The authors broke work hours into three groups: 35-40 hours per week: 853 (39% of total participants); 41-55 hours: 1,180 (53%); Over 55 hours: 181 (8%). The primary outcomes of interest were found in comparing the "over 55 hours per week" group to the "40 hours or less" group. Participants in the longest work hours group had lower vocabulary scores at both baseline and follow-up, and lower reasoning scores at the follow up assessments. These findings persisted when work hours were analyzed as a continuous variable, and when all demographic factors were taken into account.

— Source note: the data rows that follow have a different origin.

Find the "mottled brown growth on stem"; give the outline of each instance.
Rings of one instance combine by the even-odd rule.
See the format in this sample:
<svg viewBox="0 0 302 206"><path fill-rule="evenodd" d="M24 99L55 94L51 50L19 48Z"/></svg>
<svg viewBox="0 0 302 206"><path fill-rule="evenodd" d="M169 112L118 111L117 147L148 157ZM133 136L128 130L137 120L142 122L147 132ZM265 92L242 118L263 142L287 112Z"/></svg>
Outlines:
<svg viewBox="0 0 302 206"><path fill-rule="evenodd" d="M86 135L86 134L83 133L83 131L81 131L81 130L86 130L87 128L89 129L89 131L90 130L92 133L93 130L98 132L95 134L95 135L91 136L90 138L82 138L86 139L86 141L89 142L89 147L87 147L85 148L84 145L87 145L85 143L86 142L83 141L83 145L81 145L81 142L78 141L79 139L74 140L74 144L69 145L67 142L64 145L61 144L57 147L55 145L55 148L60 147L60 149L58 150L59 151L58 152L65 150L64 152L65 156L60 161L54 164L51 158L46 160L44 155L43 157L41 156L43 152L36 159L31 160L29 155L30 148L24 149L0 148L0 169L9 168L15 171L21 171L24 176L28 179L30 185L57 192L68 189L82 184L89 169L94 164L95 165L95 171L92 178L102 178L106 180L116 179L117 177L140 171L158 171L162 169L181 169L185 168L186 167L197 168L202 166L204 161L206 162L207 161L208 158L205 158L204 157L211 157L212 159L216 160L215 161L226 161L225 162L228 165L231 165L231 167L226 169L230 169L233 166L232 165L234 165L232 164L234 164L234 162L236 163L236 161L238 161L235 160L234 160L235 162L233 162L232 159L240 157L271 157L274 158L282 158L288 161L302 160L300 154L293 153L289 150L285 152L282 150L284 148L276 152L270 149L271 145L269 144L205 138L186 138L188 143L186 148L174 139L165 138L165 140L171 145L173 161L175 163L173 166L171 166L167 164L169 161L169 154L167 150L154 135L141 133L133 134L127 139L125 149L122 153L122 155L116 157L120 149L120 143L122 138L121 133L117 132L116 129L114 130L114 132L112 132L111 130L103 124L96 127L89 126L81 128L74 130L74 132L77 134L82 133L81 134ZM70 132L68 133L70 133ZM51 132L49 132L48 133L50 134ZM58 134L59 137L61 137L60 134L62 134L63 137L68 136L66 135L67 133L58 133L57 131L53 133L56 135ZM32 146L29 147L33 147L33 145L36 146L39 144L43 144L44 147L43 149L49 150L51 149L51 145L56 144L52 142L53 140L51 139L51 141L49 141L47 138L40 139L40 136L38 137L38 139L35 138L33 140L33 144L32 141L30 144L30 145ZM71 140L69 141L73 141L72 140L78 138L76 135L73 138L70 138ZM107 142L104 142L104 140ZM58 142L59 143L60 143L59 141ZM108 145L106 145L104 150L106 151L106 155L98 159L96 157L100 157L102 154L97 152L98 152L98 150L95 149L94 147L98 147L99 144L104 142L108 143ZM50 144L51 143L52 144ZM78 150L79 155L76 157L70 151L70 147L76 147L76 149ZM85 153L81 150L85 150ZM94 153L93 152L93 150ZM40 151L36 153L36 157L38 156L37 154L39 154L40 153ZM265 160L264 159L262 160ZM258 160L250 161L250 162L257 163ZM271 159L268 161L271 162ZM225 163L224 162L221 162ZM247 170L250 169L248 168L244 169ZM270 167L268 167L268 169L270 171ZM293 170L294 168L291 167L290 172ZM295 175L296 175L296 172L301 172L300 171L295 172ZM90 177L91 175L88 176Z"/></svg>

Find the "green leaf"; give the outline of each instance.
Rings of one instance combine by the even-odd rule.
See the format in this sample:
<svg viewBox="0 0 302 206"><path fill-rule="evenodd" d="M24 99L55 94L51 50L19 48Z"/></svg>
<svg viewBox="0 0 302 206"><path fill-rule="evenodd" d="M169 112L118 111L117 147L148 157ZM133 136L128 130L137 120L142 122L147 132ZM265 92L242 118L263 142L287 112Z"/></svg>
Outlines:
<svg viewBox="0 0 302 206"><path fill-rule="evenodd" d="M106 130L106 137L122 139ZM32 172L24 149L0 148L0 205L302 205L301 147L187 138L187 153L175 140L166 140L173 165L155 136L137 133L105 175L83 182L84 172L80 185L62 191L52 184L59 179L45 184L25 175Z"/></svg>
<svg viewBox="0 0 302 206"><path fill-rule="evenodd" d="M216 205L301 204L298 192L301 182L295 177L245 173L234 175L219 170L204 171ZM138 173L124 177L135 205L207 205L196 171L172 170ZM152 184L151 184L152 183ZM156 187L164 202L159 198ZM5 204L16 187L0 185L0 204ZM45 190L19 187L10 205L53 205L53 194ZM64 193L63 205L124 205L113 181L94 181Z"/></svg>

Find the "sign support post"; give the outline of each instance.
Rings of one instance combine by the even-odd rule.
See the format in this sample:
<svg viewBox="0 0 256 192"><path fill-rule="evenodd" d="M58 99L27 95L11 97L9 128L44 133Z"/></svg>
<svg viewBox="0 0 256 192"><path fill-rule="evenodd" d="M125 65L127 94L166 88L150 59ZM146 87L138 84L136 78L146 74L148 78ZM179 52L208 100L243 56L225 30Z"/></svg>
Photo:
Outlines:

Of most concern to readers is the reasoning task deterioration. The authors note that this test is associated with executive functions, a cognitive domain especially vital to effective medical practice. The authors also note that the established adverse effects of long work hours on sleep, cardiac status and other physical health indicators, as well as possible increases in adverse behaviors, are probably not the mechanism mediating the cognitive declines. The magnitude of the declines is of much concern: "...the 0.6- to 1.4-unit difference in aspects of cognitive functioning [...] is similar in magnitude to that of smoking, a risk factor for dementia." Thus, these impairments are of clinical, in addition to statistical, significance. Adding to the concern: The authors wonder if larger declines, and worsening in other areas, might be seen with a longer follow up interval.
This study has clear, and not pleasant, implications for people working in healthcare. Those of us in medicine work long hours. Those long hours may take a toll on the cognitive function we need to adequately perform our jobs.